The biggest challenge in keeping the performance up for the graphics system was making sure that the sprites used for graphics in the game were properly tagged as belonging in system memory or video memory. If a sprite was in the wrong memory type a significant performance hit or even an error could occur, but it was usually hard to identify these graphics memory location problems. They were usually marked by a drawing problem on-screen, such as a shadow drawing on top of a unit instead of under it.

Sprites used by the software rendering engine needed to be in system memory so that they could be read and processed. If they resided in video memory instead, the limited throughput from video memory caused a significant performance hit to the game. Conversely, sprites bltted by the hardware that accidentally ended up in system memory would render slowly and could fail to render at all if the hardware bltter didn't support blts from system memory.

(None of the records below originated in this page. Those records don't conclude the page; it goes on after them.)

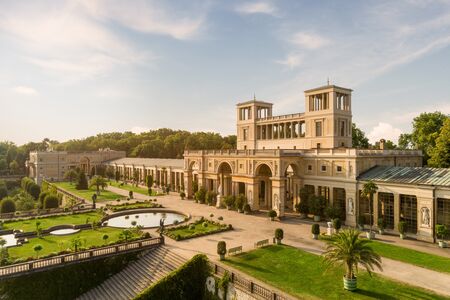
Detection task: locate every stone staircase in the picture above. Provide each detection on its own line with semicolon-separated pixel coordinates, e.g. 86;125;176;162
77;246;187;300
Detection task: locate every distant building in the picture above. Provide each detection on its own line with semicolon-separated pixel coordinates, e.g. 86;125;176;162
26;149;126;184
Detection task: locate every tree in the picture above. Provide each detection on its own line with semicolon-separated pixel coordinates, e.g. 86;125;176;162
89;176;108;195
44;194;59;209
428;118;450;168
0;197;16;214
322;228;382;290
398;133;413;150
64;169;79;183
411;111;449;163
362;180;378;234
75;171;88;190
33;244;44;258
9;160;20;174
352;123;369;149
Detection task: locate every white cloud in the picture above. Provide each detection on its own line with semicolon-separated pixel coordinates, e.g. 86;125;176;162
290;32;330;50
367;122;402;144
275;53;303;69
13;85;39;96
236;2;277;15
131;126;150;134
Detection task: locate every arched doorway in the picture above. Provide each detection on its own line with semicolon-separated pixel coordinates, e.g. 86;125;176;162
217;162;232;196
255;164;272;209
284;164;300;210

Pathfinding problems from AoE also had to be fixed. In AoE, there was a single unit-pathing system, which was known as "tile pathing" because it broke the game map down into individual tiles and classified them as "passable" or "nonpassable." This tile-pathing system was fairly good at moving units short distances, but it often took too long to find paths (if it could find one at all), so we created two additional pathing systems for AoK.

The first of these two systems, "MIP-map pathing," quickly approximated distant paths across the map. The basis for MIP-map pathing was the construction of compact bit vectors that described the passability of each tile on the map. This system allowed the game to determine quickly whether it was even possible for a unit to get from its current location to the general target area. The only way to determine whether the general area could be reached was through the resolution of the bit vectors.

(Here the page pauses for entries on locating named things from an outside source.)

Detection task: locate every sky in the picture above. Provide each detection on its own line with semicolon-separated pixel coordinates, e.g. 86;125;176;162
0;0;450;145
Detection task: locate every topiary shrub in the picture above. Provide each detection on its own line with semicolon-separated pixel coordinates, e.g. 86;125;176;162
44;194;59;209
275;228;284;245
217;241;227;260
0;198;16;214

Once a unit was within a short distance of its target area, another new pathing system called "low-level pathing" was used. Low-level pathing allowed very accurate pathing over short distances. When low-level pathing failed, the pathing system fell back and used the original tile pathing from AoE.

Changing the pathing system from a single, general-purpose system to three special-purpose systems improved the performance of AoK and also significantly improved game play since it virtually eliminated the problem of stuck and stopped units caused by pathing failures.

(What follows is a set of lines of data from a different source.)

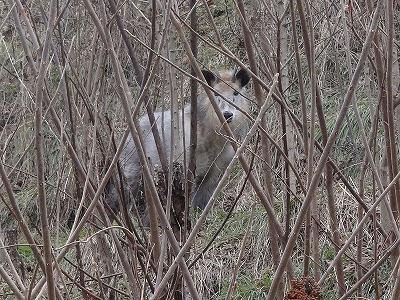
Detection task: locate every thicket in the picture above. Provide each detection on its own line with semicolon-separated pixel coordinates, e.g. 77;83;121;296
0;0;400;300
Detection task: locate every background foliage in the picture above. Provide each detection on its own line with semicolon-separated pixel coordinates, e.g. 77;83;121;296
0;0;400;299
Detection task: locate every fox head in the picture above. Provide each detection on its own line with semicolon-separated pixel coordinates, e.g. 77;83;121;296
200;69;250;133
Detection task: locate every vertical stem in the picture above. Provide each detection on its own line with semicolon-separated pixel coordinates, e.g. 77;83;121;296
35;0;57;299
267;1;382;300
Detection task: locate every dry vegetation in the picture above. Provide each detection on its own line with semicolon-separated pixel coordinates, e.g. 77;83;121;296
0;0;400;300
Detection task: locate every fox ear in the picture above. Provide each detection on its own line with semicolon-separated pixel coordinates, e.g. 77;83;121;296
201;70;217;87
235;69;250;87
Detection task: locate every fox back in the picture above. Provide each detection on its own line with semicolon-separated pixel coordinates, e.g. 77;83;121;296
106;69;250;219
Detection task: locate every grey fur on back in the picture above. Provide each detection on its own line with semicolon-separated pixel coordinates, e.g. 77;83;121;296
106;69;250;220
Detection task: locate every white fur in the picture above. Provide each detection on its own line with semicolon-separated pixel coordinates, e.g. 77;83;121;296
108;70;249;217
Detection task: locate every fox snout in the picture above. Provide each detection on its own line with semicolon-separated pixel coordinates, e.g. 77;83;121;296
223;110;233;123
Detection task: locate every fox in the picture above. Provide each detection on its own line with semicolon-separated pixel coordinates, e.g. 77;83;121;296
106;69;250;217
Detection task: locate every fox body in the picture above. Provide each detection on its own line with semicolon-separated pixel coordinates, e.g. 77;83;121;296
107;69;250;218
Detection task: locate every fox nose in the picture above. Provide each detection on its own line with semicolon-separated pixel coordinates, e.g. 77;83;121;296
224;111;233;123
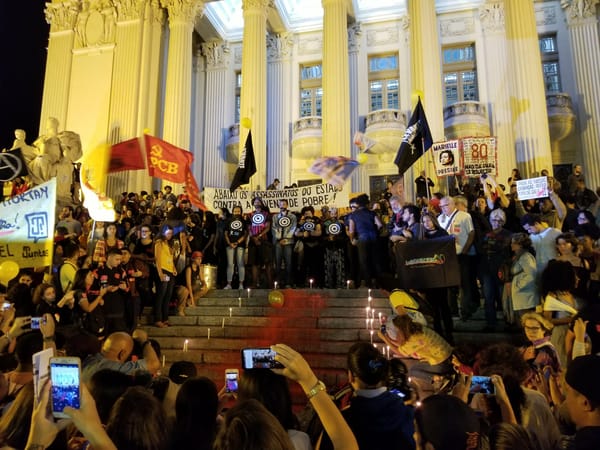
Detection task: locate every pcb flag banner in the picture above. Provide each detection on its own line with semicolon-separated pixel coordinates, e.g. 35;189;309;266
0;178;56;268
394;236;460;289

While we were able to improve the pathing system for AoK, enhancing the unit-class hierarchy system was a much more onerous task. The unit-class hierarchy system from AoE couldn't be changed easily since so many game systems and so much functionality relied on the old implementation. At its heart, the game's unit-class system is a hierarchy of derived classes and each derived class is more specialized than its parent. The special functions of each derived class are supported by virtual functions exposed by the classes in the hierarchy. A simplified version of the hierarchy is shown in Figure 4.

From a programming standpoint, calling a virtual function consumes no more overhead than a regular class function.

If each class could implement only its own version of the virtual functions, then this hierarchy wouldn't cause any function overhead problems. However, since each level of the hierarchy implements its own special code, it must also call its parent's version of the derived function to perform its work. In a hierarchy four classes deep, that means calling three additional functions. This may not sound like much, but it can add up when code is executed hundreds of thousands or millions of times.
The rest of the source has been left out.